A bridge here, perhaps made of wood, was mentioned in a deed of 1200 and again in the time of King Edward II (1307-27). It suffered some damage from floods in the 1340s and King Edward III decreed in 1350 that the “bailiffs and good townsmen of Bradeford” could take tolls on goods passing over it for five years to pay for repairs. Fifty years later in 1400 Pope Boniface IX appealed for funds for further repairs. In 1562 there was complaint that there was no coping (parapet). At this time the bridge was only 11 feet wide and it had to wait until 1769 to be widened to its present size; the junction between the old and new can be seen underneath.
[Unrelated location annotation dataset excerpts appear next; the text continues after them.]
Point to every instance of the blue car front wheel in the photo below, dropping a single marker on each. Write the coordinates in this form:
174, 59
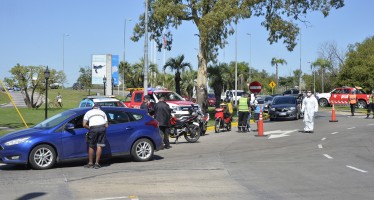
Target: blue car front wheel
42, 157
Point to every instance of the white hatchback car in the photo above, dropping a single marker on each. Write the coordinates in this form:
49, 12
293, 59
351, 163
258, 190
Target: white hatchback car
89, 101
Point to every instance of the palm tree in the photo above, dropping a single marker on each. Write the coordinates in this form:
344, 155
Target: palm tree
178, 65
275, 61
322, 64
188, 82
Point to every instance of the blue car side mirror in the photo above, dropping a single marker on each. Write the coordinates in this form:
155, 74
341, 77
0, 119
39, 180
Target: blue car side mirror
69, 126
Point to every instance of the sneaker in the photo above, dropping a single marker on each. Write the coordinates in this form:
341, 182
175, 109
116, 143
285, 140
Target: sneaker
89, 165
97, 166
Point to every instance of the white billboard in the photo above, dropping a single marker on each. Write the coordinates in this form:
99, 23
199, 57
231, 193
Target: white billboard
98, 67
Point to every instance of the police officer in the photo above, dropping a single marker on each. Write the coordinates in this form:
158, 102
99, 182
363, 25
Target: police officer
96, 121
244, 109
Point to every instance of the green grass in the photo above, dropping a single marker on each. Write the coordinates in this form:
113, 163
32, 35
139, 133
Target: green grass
3, 98
9, 116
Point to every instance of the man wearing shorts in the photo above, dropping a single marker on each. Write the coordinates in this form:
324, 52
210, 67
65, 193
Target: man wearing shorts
96, 121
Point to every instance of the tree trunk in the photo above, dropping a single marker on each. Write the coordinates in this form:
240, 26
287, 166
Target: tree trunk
177, 83
276, 77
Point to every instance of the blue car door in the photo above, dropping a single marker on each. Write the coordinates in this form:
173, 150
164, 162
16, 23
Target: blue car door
118, 131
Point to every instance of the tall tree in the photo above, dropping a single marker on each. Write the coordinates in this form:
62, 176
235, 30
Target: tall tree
31, 79
188, 82
178, 65
213, 20
359, 65
276, 61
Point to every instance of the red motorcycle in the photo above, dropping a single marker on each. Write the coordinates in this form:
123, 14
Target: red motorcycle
222, 121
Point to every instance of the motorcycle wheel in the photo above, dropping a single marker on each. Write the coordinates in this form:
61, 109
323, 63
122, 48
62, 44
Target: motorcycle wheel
217, 126
192, 134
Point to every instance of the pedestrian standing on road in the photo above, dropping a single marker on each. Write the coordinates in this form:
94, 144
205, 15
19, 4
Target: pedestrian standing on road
96, 121
59, 99
370, 105
244, 108
163, 115
147, 105
352, 101
309, 107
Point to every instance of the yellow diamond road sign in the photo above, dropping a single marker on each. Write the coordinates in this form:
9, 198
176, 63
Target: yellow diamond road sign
272, 84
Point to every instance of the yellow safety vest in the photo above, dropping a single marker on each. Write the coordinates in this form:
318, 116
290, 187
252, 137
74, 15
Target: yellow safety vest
243, 105
352, 99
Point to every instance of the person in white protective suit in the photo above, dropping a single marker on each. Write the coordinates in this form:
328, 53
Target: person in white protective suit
309, 107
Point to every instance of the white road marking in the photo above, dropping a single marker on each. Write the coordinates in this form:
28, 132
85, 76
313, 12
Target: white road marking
327, 156
357, 169
282, 133
124, 197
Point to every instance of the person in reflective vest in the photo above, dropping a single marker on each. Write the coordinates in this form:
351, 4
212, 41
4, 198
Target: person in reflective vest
244, 109
370, 105
352, 101
309, 108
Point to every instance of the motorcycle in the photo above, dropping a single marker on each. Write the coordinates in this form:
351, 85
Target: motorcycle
221, 121
202, 119
186, 126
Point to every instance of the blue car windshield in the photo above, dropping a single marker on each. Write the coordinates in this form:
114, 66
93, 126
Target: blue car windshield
284, 101
55, 120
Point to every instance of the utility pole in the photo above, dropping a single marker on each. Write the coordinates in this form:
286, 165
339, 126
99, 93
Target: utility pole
145, 69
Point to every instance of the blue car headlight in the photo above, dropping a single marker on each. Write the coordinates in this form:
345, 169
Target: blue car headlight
16, 141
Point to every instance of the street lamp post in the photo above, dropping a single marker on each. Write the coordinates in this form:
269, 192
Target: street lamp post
104, 81
112, 85
46, 76
250, 55
124, 54
63, 51
236, 64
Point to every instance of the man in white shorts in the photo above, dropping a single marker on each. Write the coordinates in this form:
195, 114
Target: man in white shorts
96, 121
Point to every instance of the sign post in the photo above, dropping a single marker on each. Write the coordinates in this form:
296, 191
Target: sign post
272, 85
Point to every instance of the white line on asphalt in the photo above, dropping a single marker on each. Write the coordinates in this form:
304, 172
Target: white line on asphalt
357, 169
327, 156
124, 197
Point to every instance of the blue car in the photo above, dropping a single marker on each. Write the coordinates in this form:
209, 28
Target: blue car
62, 138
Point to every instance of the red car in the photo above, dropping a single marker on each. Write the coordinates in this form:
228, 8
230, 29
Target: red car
212, 100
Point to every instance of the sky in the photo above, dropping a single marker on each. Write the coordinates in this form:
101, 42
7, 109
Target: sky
65, 34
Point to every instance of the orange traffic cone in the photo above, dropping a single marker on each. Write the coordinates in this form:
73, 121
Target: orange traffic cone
260, 125
333, 117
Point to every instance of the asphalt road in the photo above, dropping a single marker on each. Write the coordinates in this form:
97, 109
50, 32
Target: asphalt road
336, 162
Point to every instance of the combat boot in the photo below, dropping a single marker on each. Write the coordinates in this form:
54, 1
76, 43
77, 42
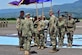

The bridge at present has nine arches, of which the southern two are ribbed pointed gothic and date from the 13th or 14th centuries. On the upstream cutwater between these two arches is a small early 18th century building with a stone dome, which was the town’s two-cell lockup. At the top is a weather vane in the shape of a fish, which is known as the Bradford Gudgeon, although it does not really resemble a real gudgeon. An occupant of the cells was said to be “below the fish and above the water”, referring to the weather vane. John Aubrey, writing in 1660-1670, noted that it was then a chapel; medieval stonework was found during a restoration and the building belonged to the Abbey of Shaftesbury, passing down with the manor until the early 20th century. The antiquarian architect Sir Harold Brakspear carried out a restoration in 1927.